Ascendancy (video Game) - Reception

Reception

Some reviewers sang high praises for Ascendancy upon release - the game won the Codie Award for Best Strategy Software in 1996, while Next Generation Magazine called Ascendancy "one of the best space-strategy sims" and said "the variety of species will give you hours of replay value." In his 1995 PC Gamer review William Trotter called Ascendancy "simply the best game of its type yet published" and gave it the PC Gamer Editor's Choice award. Trotter was also one of the authors of the official Ascendancy strategy guide. Bruce Geryk said "the graphics were excellent, and the method of ship design was quite engaging," while Andy Bucher of PC Gamer UK said "it looks great ... everything looks slick, clean and well designed ... Ascendancy mixes just about the right level of complexity and challenge with an intuitive interface, great graphics and the odd spark of humour." Bucher even noted that Ascendancy had "one of the best tutorials ever seen", and said the game's "attention to detail and ease of use is much rarer than it should be."

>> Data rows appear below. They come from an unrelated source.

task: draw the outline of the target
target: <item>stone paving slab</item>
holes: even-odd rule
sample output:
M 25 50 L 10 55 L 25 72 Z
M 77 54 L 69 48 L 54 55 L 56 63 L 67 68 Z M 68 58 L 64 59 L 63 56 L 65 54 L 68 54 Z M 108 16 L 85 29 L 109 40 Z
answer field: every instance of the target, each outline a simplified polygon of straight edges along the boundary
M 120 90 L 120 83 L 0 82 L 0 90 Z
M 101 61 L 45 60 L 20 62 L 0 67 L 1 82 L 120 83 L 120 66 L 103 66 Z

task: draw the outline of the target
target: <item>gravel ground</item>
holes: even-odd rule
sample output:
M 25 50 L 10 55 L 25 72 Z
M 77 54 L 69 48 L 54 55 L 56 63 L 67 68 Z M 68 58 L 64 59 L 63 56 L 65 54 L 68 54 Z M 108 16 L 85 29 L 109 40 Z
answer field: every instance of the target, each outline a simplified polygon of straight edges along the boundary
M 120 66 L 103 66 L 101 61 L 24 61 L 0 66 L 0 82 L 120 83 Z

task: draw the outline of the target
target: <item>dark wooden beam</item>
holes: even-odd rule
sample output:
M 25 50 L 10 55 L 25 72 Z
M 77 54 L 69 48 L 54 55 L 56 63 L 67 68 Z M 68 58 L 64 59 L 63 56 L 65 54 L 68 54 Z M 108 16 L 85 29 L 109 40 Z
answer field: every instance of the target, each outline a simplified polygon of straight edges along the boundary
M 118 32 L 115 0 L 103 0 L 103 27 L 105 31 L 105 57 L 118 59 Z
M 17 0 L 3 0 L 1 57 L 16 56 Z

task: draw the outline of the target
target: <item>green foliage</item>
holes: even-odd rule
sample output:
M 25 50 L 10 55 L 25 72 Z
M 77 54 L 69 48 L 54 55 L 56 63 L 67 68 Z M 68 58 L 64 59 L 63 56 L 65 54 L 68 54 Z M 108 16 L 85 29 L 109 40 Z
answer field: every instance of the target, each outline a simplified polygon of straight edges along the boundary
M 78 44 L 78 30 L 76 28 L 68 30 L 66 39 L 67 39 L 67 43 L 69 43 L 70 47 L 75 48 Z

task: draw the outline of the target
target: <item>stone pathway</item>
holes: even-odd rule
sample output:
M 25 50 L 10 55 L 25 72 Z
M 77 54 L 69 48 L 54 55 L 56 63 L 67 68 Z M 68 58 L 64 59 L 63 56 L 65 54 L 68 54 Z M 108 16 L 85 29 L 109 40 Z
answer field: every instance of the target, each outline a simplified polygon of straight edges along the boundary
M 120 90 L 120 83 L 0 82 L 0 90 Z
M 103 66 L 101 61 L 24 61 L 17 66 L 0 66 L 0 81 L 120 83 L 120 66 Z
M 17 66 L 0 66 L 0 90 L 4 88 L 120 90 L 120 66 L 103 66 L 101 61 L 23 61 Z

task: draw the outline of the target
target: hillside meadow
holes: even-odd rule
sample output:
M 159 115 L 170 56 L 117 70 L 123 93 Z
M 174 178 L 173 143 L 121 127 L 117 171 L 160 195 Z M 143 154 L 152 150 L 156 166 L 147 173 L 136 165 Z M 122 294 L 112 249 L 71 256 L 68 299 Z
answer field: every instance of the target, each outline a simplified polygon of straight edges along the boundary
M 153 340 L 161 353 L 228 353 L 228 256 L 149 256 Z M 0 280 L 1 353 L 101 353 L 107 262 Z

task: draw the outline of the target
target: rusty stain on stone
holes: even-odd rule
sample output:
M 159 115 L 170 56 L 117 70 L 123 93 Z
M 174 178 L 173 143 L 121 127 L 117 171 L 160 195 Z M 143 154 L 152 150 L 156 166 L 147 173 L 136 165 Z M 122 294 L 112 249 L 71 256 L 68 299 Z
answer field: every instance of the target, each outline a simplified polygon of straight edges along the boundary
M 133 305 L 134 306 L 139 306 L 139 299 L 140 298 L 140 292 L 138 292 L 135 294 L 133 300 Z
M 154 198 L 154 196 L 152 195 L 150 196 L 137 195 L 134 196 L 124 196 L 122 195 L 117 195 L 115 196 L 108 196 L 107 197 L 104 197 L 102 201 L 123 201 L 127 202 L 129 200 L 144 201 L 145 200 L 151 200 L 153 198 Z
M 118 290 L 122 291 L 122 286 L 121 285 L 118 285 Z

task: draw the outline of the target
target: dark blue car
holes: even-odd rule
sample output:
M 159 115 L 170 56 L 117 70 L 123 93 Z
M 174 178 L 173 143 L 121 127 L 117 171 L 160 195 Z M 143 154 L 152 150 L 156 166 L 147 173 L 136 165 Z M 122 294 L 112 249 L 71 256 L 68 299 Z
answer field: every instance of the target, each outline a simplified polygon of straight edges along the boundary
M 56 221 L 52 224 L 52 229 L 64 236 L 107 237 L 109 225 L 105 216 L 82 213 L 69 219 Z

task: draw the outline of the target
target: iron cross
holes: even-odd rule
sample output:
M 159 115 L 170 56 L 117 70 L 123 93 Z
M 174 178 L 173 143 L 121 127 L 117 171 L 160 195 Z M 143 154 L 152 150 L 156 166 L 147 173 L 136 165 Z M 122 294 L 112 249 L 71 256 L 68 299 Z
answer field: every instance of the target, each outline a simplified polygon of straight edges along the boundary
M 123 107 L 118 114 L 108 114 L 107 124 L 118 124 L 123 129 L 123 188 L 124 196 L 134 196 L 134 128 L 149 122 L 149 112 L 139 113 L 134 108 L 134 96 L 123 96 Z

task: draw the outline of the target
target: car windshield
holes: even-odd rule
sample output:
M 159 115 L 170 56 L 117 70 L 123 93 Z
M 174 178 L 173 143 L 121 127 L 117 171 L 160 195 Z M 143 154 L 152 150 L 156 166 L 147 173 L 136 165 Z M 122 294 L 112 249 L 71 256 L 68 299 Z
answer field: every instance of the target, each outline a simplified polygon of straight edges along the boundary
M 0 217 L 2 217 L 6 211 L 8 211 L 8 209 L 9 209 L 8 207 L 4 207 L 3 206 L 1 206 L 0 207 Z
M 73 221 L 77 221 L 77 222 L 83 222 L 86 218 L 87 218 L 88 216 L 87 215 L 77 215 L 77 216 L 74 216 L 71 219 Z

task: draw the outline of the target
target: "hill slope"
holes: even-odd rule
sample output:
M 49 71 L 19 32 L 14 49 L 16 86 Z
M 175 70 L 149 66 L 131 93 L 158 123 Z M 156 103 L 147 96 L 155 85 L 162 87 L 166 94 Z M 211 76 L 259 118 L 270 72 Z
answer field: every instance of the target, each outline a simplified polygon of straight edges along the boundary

Other critics decried Ascendancy, however, for its unchallenging Artificial Intelligence as well as the excessive micromanagement required to compensate (because the AI is not only unchallenging as an opponent, but utterly unproficient at managing the player's planet and ships). In his look back at the history of space games, Geryk said "Ascendancy had the misfortune of being released with just about the worst AI ever in a computer game--to the extent that playing against the computer was almost pointless." Even Bucher said "the key problem lies in the artificial intelligence." An AI patch was released online (see external links), however since the game was released in 1995 when fewer people had Internet access, many players did without it. With the patch the game was much more playable and challenging. The iOS version of Ascendancy released in 2011 included the AI from this patch, as well as other modifications.

Ascendancy featured an early 3D galactic map which allowed starships to travel in a more realistic galaxy than in games such as Master of Orion 1 and 2 (a very similar 3D map was adopted for Master of Orion 3).

The GUI was innovative, and introduced a predecessor to mouse gestures; moving the mouse pointer into screen corners enabled an exit menu.

The game averaged much fewer ships than the games of Master of Orion and other popular series, rarely having more than 30 ships allocated to any specific race (the number of ships was dependent on the number of star systems the player controlled).